Il arrive qu’une tumeur soit trop grosse pour être retirée en toute sécurité. Dans ce cas, la solution de la réduction de la masse (on en retire la plus grande quantité possible, sans la retirer complètement) peut être bénéfique, parce que l’enfant se sentira mieux, en particulier s’il s’agit d'une grosse masse.

Et la chimiothérapie et la radiothérapie seront probablement plus efficaces sur une tumeur de plus petite taille.

Les interventions de contrôle

Certains enfants atteints de tumeurs solides et du cerveau subissent une intervention « de contrôle », 3 à 6 mois après la réduction initiale. En effet, le traitement (la radiothérapie et/ou la chimiothérapie) peut avoir fait rétrécir la tumeur. Dans ce cas, il est plus facile de la retirer en passant par la chirurgie. Le chirurgien pourra aussi décider de contrôler la zone pour déceler une récurrence et faire une biopsie du tissu environnant.

L’amputation et l’énucléation

Chez certains enfants atteints de rétinoblastome et de sarcome, la chirurgie vise à retirer totalement ou partiellement une partie du corps. Les avancées en matière de traitements contre les cancers de l’enfant permettent toutefois d’éviter de plus en plus l’amputation ou l’ablation de la masse cancéreuse. Par ailleurs, la chirurgie en cas de tumeur des os s’avère souvent complexe et nécessite des greffes des os et des interventions visant à sauver des membres. Pour des informations plus précises et personnalisées, n’hésitez pas à échanger avec le chirurgien orthopédique ou l’ophtalmologue de votre enfant.

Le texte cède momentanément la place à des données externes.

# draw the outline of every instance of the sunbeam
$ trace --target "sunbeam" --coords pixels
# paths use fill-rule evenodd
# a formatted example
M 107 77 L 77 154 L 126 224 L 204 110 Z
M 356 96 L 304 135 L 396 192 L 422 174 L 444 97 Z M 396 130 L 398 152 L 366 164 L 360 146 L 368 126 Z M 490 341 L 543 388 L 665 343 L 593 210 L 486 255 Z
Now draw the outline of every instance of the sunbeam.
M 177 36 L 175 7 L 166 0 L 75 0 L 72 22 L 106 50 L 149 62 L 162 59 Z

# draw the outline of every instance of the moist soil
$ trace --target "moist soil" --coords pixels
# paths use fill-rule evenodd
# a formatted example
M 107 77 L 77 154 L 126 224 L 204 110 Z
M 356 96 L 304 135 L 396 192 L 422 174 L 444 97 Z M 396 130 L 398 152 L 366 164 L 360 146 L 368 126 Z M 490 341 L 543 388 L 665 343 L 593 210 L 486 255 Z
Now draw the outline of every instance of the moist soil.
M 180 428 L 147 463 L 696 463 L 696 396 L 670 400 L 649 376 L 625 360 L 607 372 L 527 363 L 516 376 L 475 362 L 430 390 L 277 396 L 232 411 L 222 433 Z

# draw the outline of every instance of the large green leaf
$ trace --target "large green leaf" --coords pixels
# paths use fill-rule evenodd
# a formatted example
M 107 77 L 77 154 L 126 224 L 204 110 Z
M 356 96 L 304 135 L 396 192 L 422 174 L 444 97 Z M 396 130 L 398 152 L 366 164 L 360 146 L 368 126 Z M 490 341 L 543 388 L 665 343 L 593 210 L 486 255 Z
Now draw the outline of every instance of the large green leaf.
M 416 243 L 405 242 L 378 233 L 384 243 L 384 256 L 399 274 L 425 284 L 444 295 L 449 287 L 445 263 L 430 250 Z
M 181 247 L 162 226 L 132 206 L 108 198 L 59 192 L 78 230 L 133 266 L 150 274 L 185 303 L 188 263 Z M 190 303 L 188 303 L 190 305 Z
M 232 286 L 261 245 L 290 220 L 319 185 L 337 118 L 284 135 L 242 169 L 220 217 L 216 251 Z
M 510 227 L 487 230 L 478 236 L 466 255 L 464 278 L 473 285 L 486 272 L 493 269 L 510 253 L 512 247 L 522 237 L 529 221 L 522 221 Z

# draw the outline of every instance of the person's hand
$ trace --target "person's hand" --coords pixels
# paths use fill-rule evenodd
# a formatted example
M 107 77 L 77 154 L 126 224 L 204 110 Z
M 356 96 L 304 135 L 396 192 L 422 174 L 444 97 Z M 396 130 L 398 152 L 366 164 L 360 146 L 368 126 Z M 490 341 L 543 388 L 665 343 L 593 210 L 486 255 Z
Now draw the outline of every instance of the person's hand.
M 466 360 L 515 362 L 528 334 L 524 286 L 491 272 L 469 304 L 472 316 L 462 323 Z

Les médicaments par voie orale

C’est une bonne chose d’aider à administrer à votre enfant les médicaments qu’on lui donne à l’hôpital. Généralement, la prise est facilitée s’il doit poursuivre le traitement à domicile. En effet, nombreux sont les enfants qui n’aiment pas prendre des médicaments, quel que soit le type.

Quelques conseils pour aider votre enfant à prendre ses médicaments :

  • Les récompenses sont plus efficaces que les menaces. Utilisez un moyen de l’encourager : procurez-vous par exemple un tableau magnétique des médicaments.
  • Trouvez une distraction : proposez-lui par exemple de faire un jeu.
  • Essayez de remplacer la cuillère par une injection à la seringue, ce sera peut-être plus simple. Votre infirmier/-ère vous montrera comment faire.
  • Peut-être faudra-t-il le tenir pour ne pas qu’il bouge. Si besoin, votre infirmier/-ère vous montrera la meilleure façon de procéder.
  • Si un médicament n’a pas pu être administré, informez-en l’équipe médicale.
  • Certains médicaments/comprimés doivent être pris à des heures précises. Vérifiez bien de quelles heures il s’agit, ainsi que les dates d’expiration.

Avant d’administrer un médicament qui n’a pas été prescrit par votre oncologue, demandez à l’équipe médicale de votre enfant si cela ne pose pas de problème.

Ne lui donnez jamais d’aspirine ou de médicaments en contenant.

La prise de comprimés

Certains enfants ont du mal à avaler les comprimés. Si vous rencontrez ce problème, demandez au personnel soignant ou à votre pharmacien des conseils écrits sur la prise de comprimés.

Quelques conseils pour aider votre enfant à avaler ses comprimés :

  • Écrasez les comprimés et ajoutez-y une petite cuillerée de confiture, de glace ou de jus, mais faites bien attention à ne pas dégoûter votre enfant de quelque chose qu’il aime. Vous trouverez des broyeurs de comprimés un peu partout, notamment sur Internet. REMARQUE : Certains comprimés ne doivent pas être broyés. Demandez d’abord conseil à votre pharmacien.
  • Cassez les gros comprimés en deux ou en quatre morceaux. Vous trouverez des coupeurs de comprimés en pharmacie.
  • Essayez de mettre le comprimé sur la langue, au fond de la bouche, puis de lui faire boire une grande gorgée d’eau, la tête en arrière, afin d’avaler le comprimé.
  • Les comprimés au goût trop désagréable peuvent être mis dans des capsules de gélatine disponibles en pharmacie.
  • Lorsque votre enfant prend ces capsules, faites-lui d’abord boire une gorgée d’eau afin d’humidifier la bouche.

En cas de vomi des comprimés

  • S’il arrive que votre enfant vomisse après avoir pris ses comprimés, parlez-en avec le (la) pharmacien(-ne) en oncologie ou le personnel soignant. Si besoin, le (la) pharmacien(-ne) pourra vous dire quoi faire et vous fournir des comprimés ou capsules de remplacement.
  • Si votre enfant vomit systématiquement lorsqu’il prend ses comprimés, parlez-en avec votre oncologue.